BASIC PRINCIPLES
Preamble
The radicalization and conceptualization of the doctrine of unshakable standards and rules have not been consolidated, for natural reasons, in the field of modern software engineering but at the same time, it has brought a fair amount of style elements, paradigms, and universalized constructs into its dense methodological space. Nevertheless, the main principles that deserve the most obvious and unconditional obedience still remain in the section of small-caliber recommendations, the implementation of which, if implied, falls on the shoulders of the artist and remains on his conscience.
These simple, impeccable principles were developed long before the soft keys of a QWERTY keyboard were touched with due reverence. They can be heard in design bureaus and found among recommendations for writing quality fiction. The imperative adherence to these elementary rules affects the implementation of any project in an impressive and inevitable way, beneficially influencing the final state of the product.
Principles
The legend says that once upon a time intelligent beings lived on Earth. They inhabited a labyrinth of deep caverns under the vastness of cyclopean mountain ranges. There they practiced engineering and were the most skilled craftsmen the world had ever known. Eyeless and voiceless, these bold, hardened virtuosos deduced universal and, at the same time, surprisingly laconic, uncomplicated principles that underlay their rich empirical practice. From time immemorial, they have reached us in the form of the names of their most honorable innovators: Quarm, Avur, Doritun, Onify.
- Quality must be rationally maximized, Quarm. Quality is not an end in itself but only a property that must be achieved. Like any property, quality can be measured and determined: we don’t always need the best quality, sometimes we just need good enough.
- Avoid unreasonable repetitions, Avur. The developed unit must be deterministic and perform an unambiguous utilitarian function. Parts of a whole that can be reduced to a single instance by merging them should be subject to such optimization. In this case, duplication is replaced by reuse.
- Don’t overcomplicate it unnecessarily, Doritun. Perfection is achieved not when there is nothing more to add but when there is nothing left to take away. The developed entity should be as simple (perfect) as possible, as long as it does not violate the first and second principles.

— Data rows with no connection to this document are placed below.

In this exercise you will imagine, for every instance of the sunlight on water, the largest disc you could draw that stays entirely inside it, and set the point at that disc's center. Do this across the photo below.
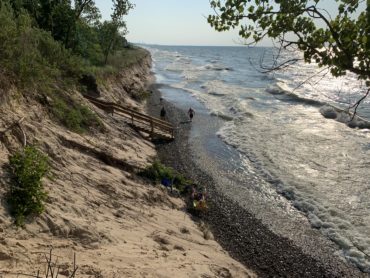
(276, 123)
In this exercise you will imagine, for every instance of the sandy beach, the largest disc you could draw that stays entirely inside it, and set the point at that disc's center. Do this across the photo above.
(246, 238)
(99, 211)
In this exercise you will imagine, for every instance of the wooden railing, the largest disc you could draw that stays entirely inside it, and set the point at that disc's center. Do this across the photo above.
(151, 125)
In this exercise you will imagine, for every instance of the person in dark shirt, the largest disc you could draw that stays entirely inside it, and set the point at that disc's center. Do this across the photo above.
(191, 113)
(163, 113)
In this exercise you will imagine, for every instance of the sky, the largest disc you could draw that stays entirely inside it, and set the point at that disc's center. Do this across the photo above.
(171, 22)
(179, 22)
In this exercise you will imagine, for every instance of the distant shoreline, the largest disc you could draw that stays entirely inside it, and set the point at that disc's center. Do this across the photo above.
(240, 233)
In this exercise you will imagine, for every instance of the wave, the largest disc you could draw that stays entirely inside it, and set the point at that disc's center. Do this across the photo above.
(218, 68)
(287, 96)
(344, 116)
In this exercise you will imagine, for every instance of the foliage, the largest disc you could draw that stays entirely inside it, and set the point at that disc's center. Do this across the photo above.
(157, 171)
(27, 195)
(341, 42)
(31, 55)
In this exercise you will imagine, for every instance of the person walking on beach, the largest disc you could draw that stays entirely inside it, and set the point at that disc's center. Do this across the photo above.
(163, 113)
(191, 114)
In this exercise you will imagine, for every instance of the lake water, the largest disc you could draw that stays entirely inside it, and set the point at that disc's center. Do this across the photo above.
(269, 133)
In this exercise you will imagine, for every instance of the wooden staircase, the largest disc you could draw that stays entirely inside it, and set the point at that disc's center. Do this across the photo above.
(153, 126)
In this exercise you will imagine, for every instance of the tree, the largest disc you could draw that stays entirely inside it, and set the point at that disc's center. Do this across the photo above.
(341, 42)
(116, 28)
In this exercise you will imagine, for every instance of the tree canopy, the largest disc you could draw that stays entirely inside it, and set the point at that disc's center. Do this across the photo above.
(76, 24)
(339, 41)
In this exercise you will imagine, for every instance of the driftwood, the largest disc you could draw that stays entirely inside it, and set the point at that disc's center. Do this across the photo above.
(16, 124)
(52, 268)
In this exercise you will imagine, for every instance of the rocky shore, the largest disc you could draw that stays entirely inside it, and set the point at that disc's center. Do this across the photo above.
(246, 238)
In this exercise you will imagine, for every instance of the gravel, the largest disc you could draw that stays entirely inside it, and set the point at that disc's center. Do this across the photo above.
(245, 237)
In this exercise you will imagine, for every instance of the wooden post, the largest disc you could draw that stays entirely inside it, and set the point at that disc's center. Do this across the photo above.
(151, 128)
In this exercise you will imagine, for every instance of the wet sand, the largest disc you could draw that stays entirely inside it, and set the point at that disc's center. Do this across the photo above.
(244, 236)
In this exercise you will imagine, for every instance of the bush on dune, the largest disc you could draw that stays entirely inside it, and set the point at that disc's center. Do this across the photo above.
(27, 195)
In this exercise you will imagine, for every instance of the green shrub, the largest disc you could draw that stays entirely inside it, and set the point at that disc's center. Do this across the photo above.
(27, 195)
(157, 171)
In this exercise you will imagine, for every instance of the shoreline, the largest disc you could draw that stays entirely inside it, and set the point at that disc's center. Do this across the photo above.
(244, 236)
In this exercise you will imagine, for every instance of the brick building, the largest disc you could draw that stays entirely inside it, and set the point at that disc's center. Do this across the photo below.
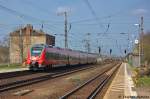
(22, 39)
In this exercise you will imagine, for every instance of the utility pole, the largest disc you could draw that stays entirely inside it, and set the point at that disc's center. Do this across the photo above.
(66, 30)
(141, 39)
(21, 45)
(65, 27)
(88, 42)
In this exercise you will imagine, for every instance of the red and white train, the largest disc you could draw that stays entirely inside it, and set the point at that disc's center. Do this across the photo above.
(46, 56)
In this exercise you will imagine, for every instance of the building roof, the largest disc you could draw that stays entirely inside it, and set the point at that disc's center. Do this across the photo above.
(28, 30)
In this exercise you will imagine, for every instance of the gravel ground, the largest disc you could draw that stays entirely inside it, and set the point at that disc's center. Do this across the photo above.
(53, 89)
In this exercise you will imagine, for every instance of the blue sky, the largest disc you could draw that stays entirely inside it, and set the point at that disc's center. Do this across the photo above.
(121, 15)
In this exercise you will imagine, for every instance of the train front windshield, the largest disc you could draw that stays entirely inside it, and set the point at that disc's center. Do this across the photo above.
(36, 51)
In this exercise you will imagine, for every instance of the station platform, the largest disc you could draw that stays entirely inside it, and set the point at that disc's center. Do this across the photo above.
(122, 86)
(12, 70)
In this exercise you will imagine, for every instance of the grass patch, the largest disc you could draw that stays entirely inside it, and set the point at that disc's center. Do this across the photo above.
(10, 66)
(143, 81)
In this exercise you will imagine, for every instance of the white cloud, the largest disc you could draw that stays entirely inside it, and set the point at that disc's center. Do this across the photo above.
(140, 11)
(63, 9)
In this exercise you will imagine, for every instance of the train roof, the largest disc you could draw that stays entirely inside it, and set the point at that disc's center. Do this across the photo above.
(50, 46)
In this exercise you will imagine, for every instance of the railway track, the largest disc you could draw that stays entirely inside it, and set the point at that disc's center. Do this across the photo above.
(20, 83)
(92, 87)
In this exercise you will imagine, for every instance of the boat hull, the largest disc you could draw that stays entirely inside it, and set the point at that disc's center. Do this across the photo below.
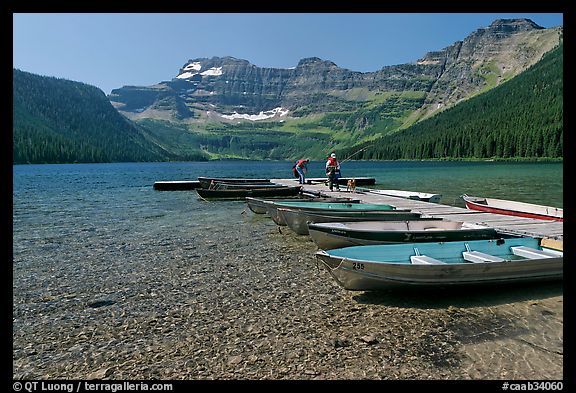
(418, 196)
(243, 193)
(337, 235)
(260, 205)
(513, 208)
(365, 274)
(206, 181)
(298, 220)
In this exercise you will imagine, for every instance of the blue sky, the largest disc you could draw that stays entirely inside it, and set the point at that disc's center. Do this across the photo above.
(111, 50)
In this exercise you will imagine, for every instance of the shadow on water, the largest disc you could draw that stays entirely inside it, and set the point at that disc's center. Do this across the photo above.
(463, 297)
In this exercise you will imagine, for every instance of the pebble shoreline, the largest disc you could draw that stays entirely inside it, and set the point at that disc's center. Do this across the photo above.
(246, 300)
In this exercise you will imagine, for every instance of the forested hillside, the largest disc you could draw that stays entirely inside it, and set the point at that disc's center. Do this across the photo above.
(57, 120)
(520, 118)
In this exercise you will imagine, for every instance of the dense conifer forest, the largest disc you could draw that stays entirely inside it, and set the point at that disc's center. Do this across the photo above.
(521, 118)
(57, 120)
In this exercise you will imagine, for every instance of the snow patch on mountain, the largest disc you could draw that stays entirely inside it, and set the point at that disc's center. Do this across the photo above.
(261, 116)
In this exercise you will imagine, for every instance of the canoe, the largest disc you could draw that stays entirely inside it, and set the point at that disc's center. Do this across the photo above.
(331, 235)
(418, 196)
(260, 205)
(176, 185)
(336, 206)
(360, 181)
(298, 220)
(272, 209)
(236, 186)
(462, 263)
(513, 208)
(205, 181)
(247, 192)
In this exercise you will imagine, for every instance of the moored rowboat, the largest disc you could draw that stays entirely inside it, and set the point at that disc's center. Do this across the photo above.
(331, 235)
(419, 196)
(513, 208)
(260, 205)
(206, 181)
(247, 192)
(298, 220)
(442, 264)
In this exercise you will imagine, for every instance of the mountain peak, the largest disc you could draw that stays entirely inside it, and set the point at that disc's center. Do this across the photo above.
(514, 25)
(315, 61)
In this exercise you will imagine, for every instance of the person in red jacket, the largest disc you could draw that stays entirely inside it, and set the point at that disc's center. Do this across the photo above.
(333, 172)
(302, 168)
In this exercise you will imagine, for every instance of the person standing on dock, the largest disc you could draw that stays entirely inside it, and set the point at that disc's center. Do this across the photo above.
(333, 172)
(302, 168)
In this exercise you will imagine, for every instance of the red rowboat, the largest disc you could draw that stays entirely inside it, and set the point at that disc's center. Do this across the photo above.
(513, 208)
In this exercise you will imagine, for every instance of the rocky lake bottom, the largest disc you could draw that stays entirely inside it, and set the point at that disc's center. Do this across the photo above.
(234, 296)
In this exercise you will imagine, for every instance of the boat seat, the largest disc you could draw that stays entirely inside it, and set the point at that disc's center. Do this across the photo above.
(531, 253)
(425, 260)
(480, 257)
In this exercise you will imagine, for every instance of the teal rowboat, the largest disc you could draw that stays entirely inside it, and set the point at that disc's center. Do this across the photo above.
(335, 206)
(461, 263)
(298, 220)
(345, 234)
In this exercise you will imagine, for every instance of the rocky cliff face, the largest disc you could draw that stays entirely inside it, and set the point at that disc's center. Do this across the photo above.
(229, 89)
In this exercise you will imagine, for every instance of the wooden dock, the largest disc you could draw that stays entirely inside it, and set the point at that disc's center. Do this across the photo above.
(551, 232)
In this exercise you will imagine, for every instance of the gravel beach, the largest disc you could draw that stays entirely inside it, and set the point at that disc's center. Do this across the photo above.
(246, 300)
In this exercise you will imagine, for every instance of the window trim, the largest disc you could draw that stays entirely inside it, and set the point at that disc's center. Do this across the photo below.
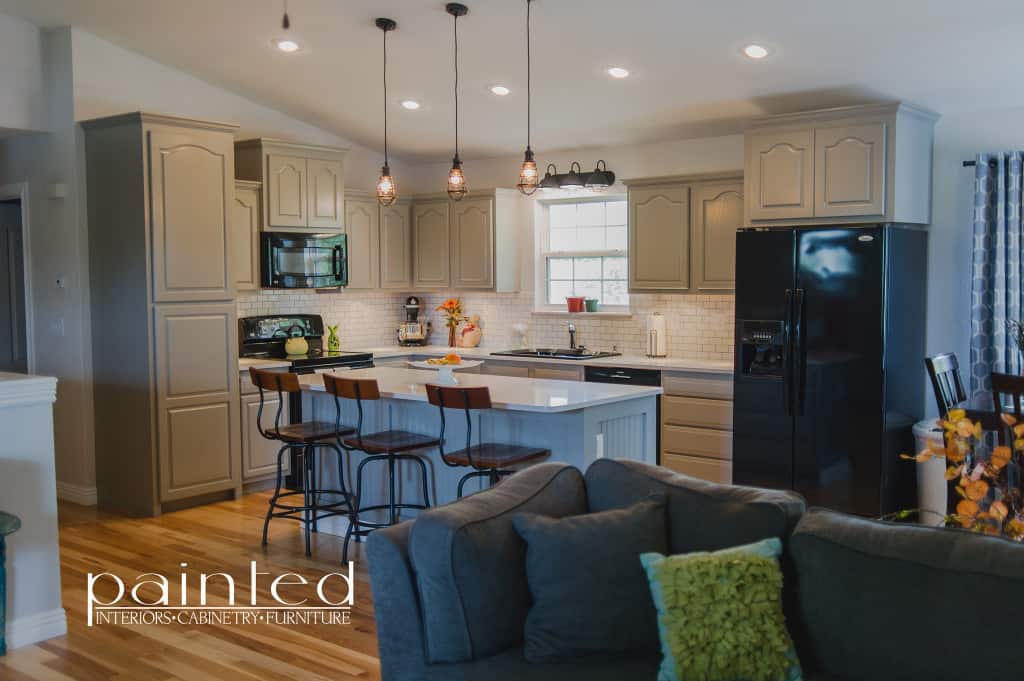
(543, 251)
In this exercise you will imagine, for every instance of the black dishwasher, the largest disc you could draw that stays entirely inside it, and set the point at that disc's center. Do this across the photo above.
(625, 376)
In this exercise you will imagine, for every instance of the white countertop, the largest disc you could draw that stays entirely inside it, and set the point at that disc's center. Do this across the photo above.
(631, 362)
(518, 394)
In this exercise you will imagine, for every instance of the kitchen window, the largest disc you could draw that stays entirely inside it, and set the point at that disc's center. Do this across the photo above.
(584, 247)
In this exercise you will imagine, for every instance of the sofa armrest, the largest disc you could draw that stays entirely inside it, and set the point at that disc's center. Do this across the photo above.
(396, 604)
(470, 564)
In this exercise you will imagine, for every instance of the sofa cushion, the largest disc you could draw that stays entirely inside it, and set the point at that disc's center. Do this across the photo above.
(470, 563)
(720, 613)
(702, 516)
(896, 601)
(590, 592)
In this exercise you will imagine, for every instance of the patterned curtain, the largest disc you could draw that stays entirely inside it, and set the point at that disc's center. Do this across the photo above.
(996, 275)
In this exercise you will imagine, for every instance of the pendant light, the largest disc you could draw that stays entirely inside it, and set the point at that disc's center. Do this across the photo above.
(528, 175)
(457, 180)
(385, 185)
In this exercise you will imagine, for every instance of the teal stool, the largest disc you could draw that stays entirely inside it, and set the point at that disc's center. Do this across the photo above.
(8, 524)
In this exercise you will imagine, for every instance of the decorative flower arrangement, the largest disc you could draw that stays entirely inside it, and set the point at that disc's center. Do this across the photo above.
(988, 478)
(453, 316)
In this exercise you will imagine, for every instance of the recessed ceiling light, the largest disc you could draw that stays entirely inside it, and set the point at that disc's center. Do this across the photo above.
(756, 51)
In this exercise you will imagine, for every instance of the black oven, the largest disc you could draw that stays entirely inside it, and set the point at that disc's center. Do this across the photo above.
(303, 261)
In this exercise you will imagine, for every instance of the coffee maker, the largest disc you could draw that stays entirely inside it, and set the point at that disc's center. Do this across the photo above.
(412, 331)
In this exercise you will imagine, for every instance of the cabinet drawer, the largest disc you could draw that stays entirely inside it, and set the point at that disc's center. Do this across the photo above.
(688, 385)
(697, 441)
(713, 470)
(696, 412)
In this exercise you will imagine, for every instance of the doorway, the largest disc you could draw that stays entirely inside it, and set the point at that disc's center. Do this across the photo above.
(13, 330)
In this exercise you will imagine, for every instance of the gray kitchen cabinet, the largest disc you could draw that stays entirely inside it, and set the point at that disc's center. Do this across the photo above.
(161, 189)
(850, 170)
(396, 246)
(471, 244)
(303, 184)
(780, 166)
(472, 237)
(718, 212)
(840, 166)
(246, 225)
(259, 455)
(659, 238)
(192, 185)
(431, 245)
(363, 242)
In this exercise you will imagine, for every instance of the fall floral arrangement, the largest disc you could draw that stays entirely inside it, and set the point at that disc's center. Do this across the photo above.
(988, 478)
(453, 316)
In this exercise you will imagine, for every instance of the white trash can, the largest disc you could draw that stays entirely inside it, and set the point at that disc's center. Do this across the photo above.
(932, 485)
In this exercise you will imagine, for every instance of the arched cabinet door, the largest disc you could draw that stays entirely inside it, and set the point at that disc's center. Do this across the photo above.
(780, 174)
(718, 212)
(659, 238)
(850, 170)
(192, 196)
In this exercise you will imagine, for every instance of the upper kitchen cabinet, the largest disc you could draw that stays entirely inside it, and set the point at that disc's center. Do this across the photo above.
(853, 164)
(170, 233)
(659, 237)
(717, 213)
(471, 244)
(363, 241)
(247, 221)
(303, 184)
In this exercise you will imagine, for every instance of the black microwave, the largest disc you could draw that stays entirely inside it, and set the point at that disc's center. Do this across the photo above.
(303, 261)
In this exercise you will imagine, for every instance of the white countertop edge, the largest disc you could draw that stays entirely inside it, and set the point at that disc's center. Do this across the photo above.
(312, 383)
(22, 389)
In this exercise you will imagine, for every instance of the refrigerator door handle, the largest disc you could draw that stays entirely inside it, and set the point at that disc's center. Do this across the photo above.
(800, 360)
(787, 354)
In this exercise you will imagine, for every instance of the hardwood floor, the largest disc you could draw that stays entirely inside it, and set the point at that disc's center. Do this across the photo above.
(218, 538)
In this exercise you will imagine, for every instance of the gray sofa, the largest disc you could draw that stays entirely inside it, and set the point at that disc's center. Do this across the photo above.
(864, 600)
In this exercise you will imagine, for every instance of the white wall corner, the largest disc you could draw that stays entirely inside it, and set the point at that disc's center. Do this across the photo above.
(76, 494)
(35, 628)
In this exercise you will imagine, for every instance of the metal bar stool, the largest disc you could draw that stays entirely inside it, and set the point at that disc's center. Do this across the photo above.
(387, 447)
(8, 524)
(306, 438)
(489, 460)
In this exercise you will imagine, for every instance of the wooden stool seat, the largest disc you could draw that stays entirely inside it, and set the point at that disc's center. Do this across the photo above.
(310, 431)
(391, 441)
(496, 455)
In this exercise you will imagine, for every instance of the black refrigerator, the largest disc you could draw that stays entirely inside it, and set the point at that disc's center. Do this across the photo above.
(829, 345)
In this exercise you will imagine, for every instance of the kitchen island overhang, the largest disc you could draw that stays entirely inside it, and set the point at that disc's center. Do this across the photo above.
(579, 422)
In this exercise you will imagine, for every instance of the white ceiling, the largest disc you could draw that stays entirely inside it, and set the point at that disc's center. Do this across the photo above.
(688, 77)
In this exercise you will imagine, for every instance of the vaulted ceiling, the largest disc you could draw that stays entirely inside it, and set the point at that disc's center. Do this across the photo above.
(688, 76)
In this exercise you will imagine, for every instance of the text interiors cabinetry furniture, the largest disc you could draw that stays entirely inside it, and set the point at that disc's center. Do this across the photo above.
(471, 244)
(303, 184)
(682, 231)
(162, 252)
(840, 166)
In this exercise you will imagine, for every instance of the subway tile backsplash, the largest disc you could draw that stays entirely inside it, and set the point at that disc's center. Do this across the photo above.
(699, 327)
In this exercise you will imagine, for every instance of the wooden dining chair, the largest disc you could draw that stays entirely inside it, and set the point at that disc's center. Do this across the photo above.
(943, 370)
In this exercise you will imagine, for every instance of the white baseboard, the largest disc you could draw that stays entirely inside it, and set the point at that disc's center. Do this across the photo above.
(35, 628)
(76, 494)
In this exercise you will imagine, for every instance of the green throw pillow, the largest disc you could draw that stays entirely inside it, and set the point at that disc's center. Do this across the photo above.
(720, 614)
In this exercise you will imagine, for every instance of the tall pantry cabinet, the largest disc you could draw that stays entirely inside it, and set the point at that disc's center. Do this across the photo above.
(164, 331)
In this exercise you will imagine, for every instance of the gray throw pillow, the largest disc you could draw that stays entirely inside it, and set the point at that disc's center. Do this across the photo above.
(590, 591)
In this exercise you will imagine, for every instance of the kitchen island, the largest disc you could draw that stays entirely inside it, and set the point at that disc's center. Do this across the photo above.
(579, 422)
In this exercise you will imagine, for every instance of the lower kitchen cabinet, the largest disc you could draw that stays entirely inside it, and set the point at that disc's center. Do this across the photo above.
(259, 455)
(696, 425)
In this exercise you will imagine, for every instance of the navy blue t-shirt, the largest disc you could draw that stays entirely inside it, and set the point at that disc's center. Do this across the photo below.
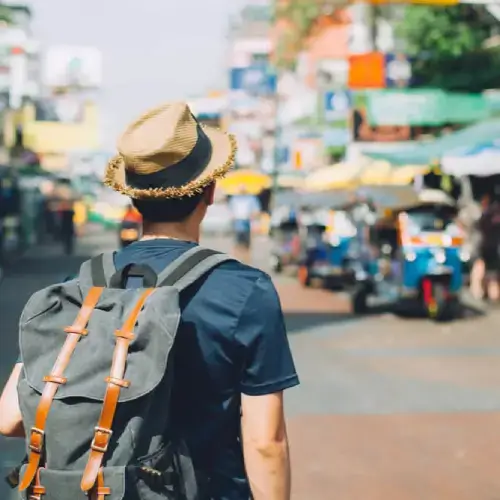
(231, 340)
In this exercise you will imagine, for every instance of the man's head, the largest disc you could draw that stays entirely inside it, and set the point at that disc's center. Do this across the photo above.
(168, 164)
(175, 210)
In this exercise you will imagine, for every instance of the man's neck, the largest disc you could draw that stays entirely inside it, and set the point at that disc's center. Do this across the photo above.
(174, 231)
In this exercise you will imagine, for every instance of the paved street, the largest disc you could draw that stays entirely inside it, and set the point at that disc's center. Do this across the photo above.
(388, 408)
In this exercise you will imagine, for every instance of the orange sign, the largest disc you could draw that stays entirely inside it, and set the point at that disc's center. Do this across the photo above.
(367, 71)
(298, 160)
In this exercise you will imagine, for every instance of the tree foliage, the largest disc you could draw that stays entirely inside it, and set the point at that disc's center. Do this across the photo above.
(447, 46)
(301, 17)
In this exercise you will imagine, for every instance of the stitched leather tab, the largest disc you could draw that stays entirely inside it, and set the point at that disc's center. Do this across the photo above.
(124, 384)
(55, 379)
(50, 389)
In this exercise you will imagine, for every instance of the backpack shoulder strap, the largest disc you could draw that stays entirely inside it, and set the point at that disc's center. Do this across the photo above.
(190, 267)
(97, 271)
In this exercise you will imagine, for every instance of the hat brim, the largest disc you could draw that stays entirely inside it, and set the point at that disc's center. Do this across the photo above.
(223, 158)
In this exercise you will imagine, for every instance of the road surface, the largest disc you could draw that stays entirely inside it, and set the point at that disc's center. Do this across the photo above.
(387, 408)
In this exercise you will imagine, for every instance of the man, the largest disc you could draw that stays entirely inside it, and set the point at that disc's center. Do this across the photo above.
(244, 208)
(489, 228)
(232, 356)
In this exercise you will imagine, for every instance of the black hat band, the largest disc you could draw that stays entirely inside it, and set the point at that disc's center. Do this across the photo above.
(180, 173)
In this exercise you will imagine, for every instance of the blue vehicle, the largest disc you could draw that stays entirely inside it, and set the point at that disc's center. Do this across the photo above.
(426, 267)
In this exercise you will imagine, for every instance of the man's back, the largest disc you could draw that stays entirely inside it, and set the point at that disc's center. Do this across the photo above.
(231, 340)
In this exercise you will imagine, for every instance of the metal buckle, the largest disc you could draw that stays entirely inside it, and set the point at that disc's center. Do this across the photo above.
(108, 433)
(33, 447)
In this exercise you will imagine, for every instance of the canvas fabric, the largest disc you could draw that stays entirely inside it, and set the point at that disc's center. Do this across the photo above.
(144, 460)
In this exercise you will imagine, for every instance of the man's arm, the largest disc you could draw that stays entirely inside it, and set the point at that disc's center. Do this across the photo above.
(265, 446)
(267, 370)
(11, 421)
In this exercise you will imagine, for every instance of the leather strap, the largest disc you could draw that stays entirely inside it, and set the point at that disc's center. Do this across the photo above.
(101, 491)
(115, 381)
(53, 380)
(37, 491)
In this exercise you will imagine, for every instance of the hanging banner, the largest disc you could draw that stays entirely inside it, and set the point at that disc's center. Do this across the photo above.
(367, 71)
(415, 107)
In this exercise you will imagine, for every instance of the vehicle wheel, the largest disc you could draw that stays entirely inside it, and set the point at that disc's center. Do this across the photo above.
(360, 302)
(441, 309)
(276, 265)
(304, 276)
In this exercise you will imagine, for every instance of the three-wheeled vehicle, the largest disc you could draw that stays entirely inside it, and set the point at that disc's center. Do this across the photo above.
(327, 244)
(425, 266)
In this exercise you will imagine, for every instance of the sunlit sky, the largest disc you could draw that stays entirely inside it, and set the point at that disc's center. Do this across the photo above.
(153, 50)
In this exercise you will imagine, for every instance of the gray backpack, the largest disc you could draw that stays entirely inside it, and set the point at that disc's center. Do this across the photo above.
(94, 391)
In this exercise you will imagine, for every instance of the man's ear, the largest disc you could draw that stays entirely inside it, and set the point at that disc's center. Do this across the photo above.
(210, 195)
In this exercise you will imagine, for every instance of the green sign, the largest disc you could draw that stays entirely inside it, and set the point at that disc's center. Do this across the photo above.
(424, 107)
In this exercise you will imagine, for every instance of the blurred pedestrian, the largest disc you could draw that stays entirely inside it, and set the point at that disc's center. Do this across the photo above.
(245, 208)
(65, 205)
(489, 263)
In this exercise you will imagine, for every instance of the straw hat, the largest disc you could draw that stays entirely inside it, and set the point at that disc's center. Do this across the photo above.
(166, 153)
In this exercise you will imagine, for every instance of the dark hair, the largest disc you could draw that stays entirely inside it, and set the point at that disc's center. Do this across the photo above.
(169, 210)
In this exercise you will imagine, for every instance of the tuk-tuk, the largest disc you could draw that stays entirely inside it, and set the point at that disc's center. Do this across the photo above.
(426, 265)
(327, 242)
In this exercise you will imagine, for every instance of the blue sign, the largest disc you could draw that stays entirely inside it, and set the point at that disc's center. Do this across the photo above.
(256, 80)
(398, 71)
(337, 104)
(335, 137)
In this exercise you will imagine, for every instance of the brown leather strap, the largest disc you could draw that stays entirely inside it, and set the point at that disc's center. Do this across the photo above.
(103, 432)
(37, 491)
(37, 432)
(101, 491)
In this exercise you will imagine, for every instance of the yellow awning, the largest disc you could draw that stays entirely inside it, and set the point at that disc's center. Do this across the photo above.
(340, 176)
(402, 176)
(253, 181)
(291, 181)
(377, 173)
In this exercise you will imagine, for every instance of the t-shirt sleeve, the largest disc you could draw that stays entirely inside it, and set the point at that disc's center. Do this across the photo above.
(267, 360)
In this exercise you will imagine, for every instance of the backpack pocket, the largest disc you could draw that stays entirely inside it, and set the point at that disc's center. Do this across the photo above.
(65, 485)
(125, 483)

- Omit needless functionality, Onify. Adding or retaining functionality that might hypothetically come in handy someday but has no value in the near future is, at the very least, reckless. The rule is, “Sweep away all that is superfluous.” Unclaimed functionality, as a rule, does not find use in the future, becomes obsolete, and turns into a burden for those who have to maintain it. Requirements and granularity change faster than you think.
Epilogue
It should be remembered that the unbridled use of these principles leads to inevitable ordeals and, ultimately, turns a potentially good idea into a charred and formless memorial of futile attempts and hopeless aspirations.
Notes
- You may also have known these principles under other names. Here are some of them: DRY, YAGNI, KISS
- The writing style guide states:
Vigorous writing is concise. A sentence should contain no unnecessary words, a paragraph no unnecessary sentences, for the same reason that a drawing should have no unnecessary lines and a machine no unnecessary parts. This requires not that the writer make all his sentences short, or that he avoid all detail and treat his subjects only in outline, but that every word tells.